Space and time power spectra for a typical single cell in isotonic and hypotonic conditions. (a) The space power spectrum displays a power-law relationship in the midregion (6 < q < 20 cell⁻¹) giving 2.85 and 0.87 for the exponent, μ, in isotonic and hypotonic conditions, respectively. Mean values for different cells are close to 3 and 1, respectively. (b) The time power spectrum follows a power-law relationship, with exponents, γ, of 0.91 and 0.28 in the isotonic and hypotonic states.

FIGURE 5

Relation between projected cell diameter and medium tonicity. Measured diameters, averaged over 15 cells, are shown as a function of medium osmolality. Tonicity was altered in successive steps (•), and brought back to isotonic and reanalyzed (○) between changes. Cells were measured first in the hypotonic and then in the hypertonic range in the sequence indicated by arrowheads joining the points.
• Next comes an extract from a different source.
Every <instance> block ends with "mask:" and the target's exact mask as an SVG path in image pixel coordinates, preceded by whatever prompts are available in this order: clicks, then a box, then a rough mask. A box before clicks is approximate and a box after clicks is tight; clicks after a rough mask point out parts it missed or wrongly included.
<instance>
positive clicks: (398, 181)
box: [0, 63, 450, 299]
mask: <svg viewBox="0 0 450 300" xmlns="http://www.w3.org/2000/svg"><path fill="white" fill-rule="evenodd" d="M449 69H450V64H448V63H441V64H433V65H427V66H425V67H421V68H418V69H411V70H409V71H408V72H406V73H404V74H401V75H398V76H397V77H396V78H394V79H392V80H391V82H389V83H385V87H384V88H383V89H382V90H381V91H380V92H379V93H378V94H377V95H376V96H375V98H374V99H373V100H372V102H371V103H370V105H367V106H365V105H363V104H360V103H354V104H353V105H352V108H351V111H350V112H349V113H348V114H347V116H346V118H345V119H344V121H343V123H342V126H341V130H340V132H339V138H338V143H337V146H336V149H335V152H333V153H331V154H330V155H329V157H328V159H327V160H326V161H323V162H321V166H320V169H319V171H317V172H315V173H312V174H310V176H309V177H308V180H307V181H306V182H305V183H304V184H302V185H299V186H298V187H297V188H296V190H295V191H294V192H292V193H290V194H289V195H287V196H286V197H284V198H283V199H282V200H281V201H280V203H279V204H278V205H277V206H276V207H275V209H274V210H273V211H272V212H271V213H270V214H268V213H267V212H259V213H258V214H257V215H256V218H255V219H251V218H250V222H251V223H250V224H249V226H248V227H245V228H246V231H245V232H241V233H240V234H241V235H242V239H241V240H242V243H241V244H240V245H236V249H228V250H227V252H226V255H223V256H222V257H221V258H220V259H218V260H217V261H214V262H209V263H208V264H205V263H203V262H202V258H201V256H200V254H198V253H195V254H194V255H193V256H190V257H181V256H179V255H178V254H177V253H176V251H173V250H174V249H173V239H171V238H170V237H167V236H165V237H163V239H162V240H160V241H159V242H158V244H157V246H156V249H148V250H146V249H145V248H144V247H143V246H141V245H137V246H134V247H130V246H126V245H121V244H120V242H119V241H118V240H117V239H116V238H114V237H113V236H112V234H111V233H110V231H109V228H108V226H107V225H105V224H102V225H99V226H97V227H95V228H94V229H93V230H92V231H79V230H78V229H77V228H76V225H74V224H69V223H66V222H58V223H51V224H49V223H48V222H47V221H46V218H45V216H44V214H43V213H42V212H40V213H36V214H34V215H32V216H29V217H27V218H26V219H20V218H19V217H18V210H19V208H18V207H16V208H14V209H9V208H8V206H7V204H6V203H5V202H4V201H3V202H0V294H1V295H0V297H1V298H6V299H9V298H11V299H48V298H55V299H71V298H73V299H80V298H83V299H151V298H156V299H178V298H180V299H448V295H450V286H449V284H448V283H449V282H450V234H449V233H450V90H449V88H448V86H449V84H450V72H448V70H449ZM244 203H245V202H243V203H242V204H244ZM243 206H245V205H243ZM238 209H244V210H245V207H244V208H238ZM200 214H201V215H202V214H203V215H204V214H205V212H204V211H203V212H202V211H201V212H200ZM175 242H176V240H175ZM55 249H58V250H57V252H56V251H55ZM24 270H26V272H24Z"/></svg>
The osmolality, C, and the corresponding volume, V, relative to that in the isotonic state (22), and cytosolic viscosity, η (23), at each tonicity are tabulated, expressed relative to the values C₀ (300 mOsm kg⁻¹), V₀ (unity), and η₀ (10 cP) in the isotonic state. Note the sharp rise in viscosity at the highest tonicities.

FIGURE 6

Effect of reduced hemogloblin concentration on fluctuations. Fluctuation amplitudes are shown for the first four modes of an intact cell (a) and for cells (resealed ghosts) containing ∼⅓ of the normal hemoglobin concentration (b) for different cell volumes.

FIGURE 7

Decomposition of fluctuations into space and time components for different cell volumes. (a) Fluctuation amplitudes of low- and high-mode-number components (q ≤ 10 cell⁻¹ and q > 10 cell⁻¹, respectively). (b) Low- and high-frequency fluctuation amplitudes (ω < 2 s⁻¹ and ω > 2 s⁻¹, respectively).

FIGURE 8

Dependence of the power-law exponents of the time and space power spectra on cell volume, and the derived values of membrane bending stiffness. (a) Exponents of the power-law relations of the time power spectrum (γ) and the space power spectrum (μ) as a function of cell volume. (b) Bending stiffness, κ, calculated by the methods of Strey et al. (10)) and Pécréaux et al. (24). (See text for explanation.)